The signature is straightforward: string_agg(expression, delimiter). The expression is usually just a column name, but it can be any expression that results in a text value (or something coercible to text). The delimiter is what gets shoved between each value. Let’s get our hands dirty.

Imagine a film_actors table that links actors to movies. To get a list of all actors for each film, you’d do this:

SELECT
  film_id,
  string_agg(actor_name, ', ') AS cast_list
FROM film_actors
GROUP BY film_id
LIMIT 3;

Your result might look like:

 film_id |                     cast_list
---------+-----------------------------------------------------
     101 | Daniel Day-Lewis, Meryl Streep, John Doe
     102 | Jane Fonda, John Doe
     103 | ...

Simple, right? But here’s the first pitfall: what if an actor’s name has a comma in it? Suddenly, your beautifully formatted list is ambiguous garbage. This is a classic problem with CSV-style data and a perfect example of why string_agg() is for presentation and array_agg() is for data processing.

You can also ORDER BY within the aggregate itself. This is crucial for controlling the order of the concatenated list, since the order rows are fed into the aggregate during a GROUP BY is not guaranteed.

SELECT
  film_id,
  string_agg(actor_name, ' > ' ORDER BY cast_billing_order) AS cast_list_by_billing
FROM film_actors
GROUP BY film_id;

Now your list will respect the official billing order from the movie credits, separated by ’ > ‘.
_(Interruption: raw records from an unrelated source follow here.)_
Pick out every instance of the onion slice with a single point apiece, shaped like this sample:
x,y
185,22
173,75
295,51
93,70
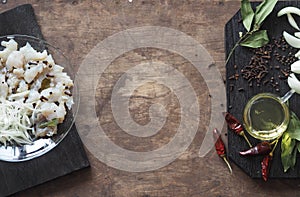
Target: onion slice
x,y
292,21
291,40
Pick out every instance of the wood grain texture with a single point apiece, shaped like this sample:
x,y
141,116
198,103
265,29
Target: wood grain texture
x,y
18,176
76,27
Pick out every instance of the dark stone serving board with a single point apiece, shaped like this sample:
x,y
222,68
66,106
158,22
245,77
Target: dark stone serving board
x,y
241,92
67,157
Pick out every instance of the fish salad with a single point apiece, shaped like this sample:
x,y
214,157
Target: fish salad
x,y
35,94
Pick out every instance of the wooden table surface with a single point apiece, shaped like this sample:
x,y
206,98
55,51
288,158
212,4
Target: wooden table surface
x,y
77,26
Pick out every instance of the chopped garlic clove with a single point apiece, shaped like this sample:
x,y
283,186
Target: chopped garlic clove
x,y
294,83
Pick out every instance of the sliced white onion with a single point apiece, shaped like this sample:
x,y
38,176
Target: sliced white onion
x,y
291,40
290,9
297,55
295,67
292,21
297,34
294,83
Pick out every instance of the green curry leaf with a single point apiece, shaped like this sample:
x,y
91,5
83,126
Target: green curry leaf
x,y
256,39
294,127
262,11
247,14
288,159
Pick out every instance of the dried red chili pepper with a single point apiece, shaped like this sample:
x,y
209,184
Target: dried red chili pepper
x,y
220,148
236,126
260,149
265,166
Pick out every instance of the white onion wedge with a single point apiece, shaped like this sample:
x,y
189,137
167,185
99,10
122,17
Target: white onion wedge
x,y
297,34
297,55
295,67
291,40
291,10
294,83
292,21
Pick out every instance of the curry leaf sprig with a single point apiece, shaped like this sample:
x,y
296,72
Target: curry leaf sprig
x,y
290,143
252,21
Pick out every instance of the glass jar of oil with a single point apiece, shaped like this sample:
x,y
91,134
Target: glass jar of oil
x,y
266,116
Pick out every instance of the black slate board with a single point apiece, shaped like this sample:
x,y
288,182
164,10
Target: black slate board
x,y
236,99
67,157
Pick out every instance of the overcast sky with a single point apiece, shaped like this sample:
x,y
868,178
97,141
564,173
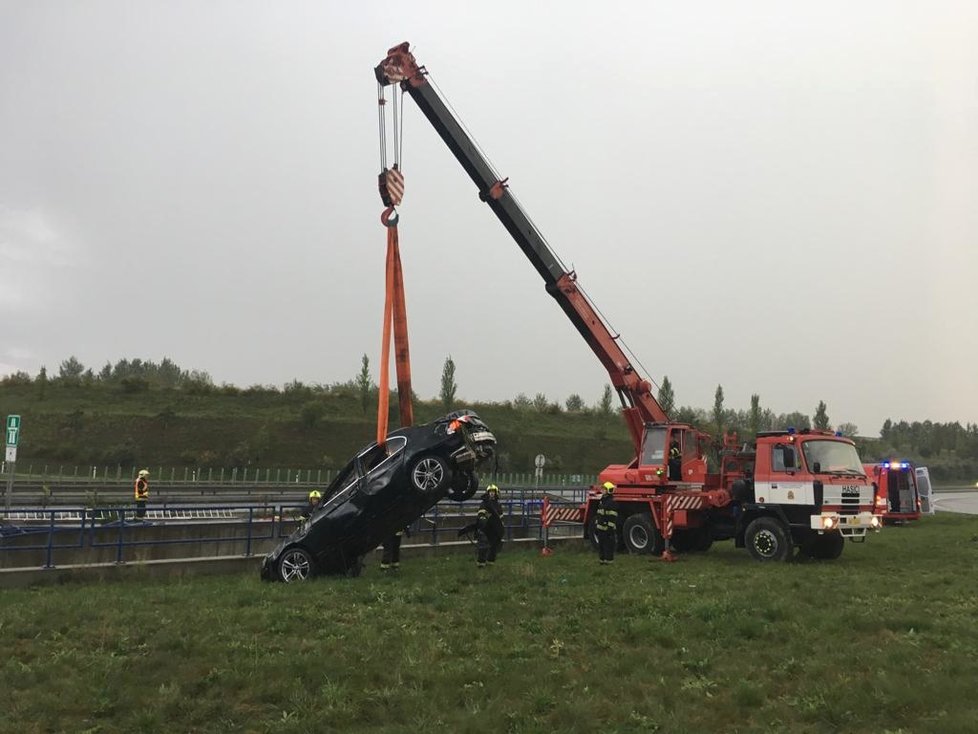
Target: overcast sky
x,y
780,198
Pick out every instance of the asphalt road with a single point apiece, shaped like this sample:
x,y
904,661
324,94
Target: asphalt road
x,y
966,502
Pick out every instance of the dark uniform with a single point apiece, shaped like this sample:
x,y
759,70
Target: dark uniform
x,y
675,463
391,559
140,492
606,524
489,527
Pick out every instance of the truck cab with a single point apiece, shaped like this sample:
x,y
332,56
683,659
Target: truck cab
x,y
808,489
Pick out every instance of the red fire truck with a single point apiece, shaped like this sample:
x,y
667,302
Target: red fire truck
x,y
785,489
897,495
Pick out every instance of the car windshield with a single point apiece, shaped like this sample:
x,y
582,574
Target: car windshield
x,y
833,457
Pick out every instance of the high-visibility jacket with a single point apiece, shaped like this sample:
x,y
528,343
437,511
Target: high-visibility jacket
x,y
606,516
141,489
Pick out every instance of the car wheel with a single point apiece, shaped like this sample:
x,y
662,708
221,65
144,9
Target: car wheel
x,y
641,535
430,474
767,539
296,564
464,487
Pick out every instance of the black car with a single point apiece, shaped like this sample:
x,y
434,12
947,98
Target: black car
x,y
380,491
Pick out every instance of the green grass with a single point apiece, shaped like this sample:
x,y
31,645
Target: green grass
x,y
884,640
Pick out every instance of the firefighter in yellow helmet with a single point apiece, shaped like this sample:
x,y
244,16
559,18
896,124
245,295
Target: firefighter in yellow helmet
x,y
606,523
140,490
315,500
489,527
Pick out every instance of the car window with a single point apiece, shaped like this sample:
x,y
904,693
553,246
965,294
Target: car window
x,y
377,457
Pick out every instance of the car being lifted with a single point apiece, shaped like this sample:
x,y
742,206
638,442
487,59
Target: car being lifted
x,y
384,488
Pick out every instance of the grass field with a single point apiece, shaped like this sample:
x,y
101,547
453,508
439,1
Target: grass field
x,y
884,640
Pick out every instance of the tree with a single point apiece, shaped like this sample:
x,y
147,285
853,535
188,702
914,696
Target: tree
x,y
754,417
667,398
821,419
448,384
718,410
848,429
574,403
71,370
363,383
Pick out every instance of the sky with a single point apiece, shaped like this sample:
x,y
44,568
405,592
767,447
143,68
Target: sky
x,y
778,198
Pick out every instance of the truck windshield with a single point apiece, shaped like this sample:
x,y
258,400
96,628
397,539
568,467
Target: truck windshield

Why array_agg() is Often the Smarter Choice

While string_agg() gives you a friendly string, array_agg() gives you a precise array. This is a non-destructive operation. You get each element preserved in its original form, ready to be used.

SELECT
  film_id,
  array_agg(actor_name) AS cast_array
FROM film_actors
GROUP BY film_id
LIMIT 1;

Result:

 film_id |                cast_array
---------+-------------------------------------------
     101 | {"Daniel Day-Lewis","Meryl Streep","John Doe"}

See the difference? The elements are now individual items within an array, denoted by curly braces {}. No more worrying about delimiter collisions. You can also ORDER BY inside array_agg() just like with string_agg().

The real power comes when you use this array downstream. You can unnest it, search it, get its length, or pass it directly to a function that expects an array.

-- Find films with more than 5 actors
SELECT film_id, array_agg(actor_name) as cast_array
FROM film_actors
GROUP BY film_id
HAVING cardinality(array_agg(actor_name)) > 5;

FILTER: The Cleanest Way to Conditional Aggregation

Now for the really cool part. Sometimes you only want to aggregate some of the rows in your group. The old-school way was to use a CASE statement inside the aggregate, which is functional but ugly as sin.

PostgreSQL’s FILTER (WHERE ...) clause is the elegant solution. It lets you apply a WHERE clause just to the input of that specific aggregate function. It’s brilliantly readable.

Let’s say you have a sales table and you want a report showing total sales per staff member, but also a list of all the high-value transactions (say, over $100) they made.

SELECT
  staff_id,
  sum(amount) as total_sales,
  string_agg('Sale #' || sale_id::text, '; ' FILTER (WHERE amount > 100)) AS big_ticket_sales
FROM sales
GROUP BY staff_id;

For a given staff member, the result might be:

 staff_id | total_sales |         big_ticket_sales
----------+-------------+-----------------------------------
        1 |      850.00 | Sale #101; Sale #155; Sale #209

The FILTER clause ensures string_agg() only considers rows where amount > 100. You can mix and match different FILTER clauses on different aggregates in the same SELECT statement. It’s incredibly powerful for building complex pivot-like reports without losing your mind. This is one of those features where the PostgreSQL designers absolutely nailed it.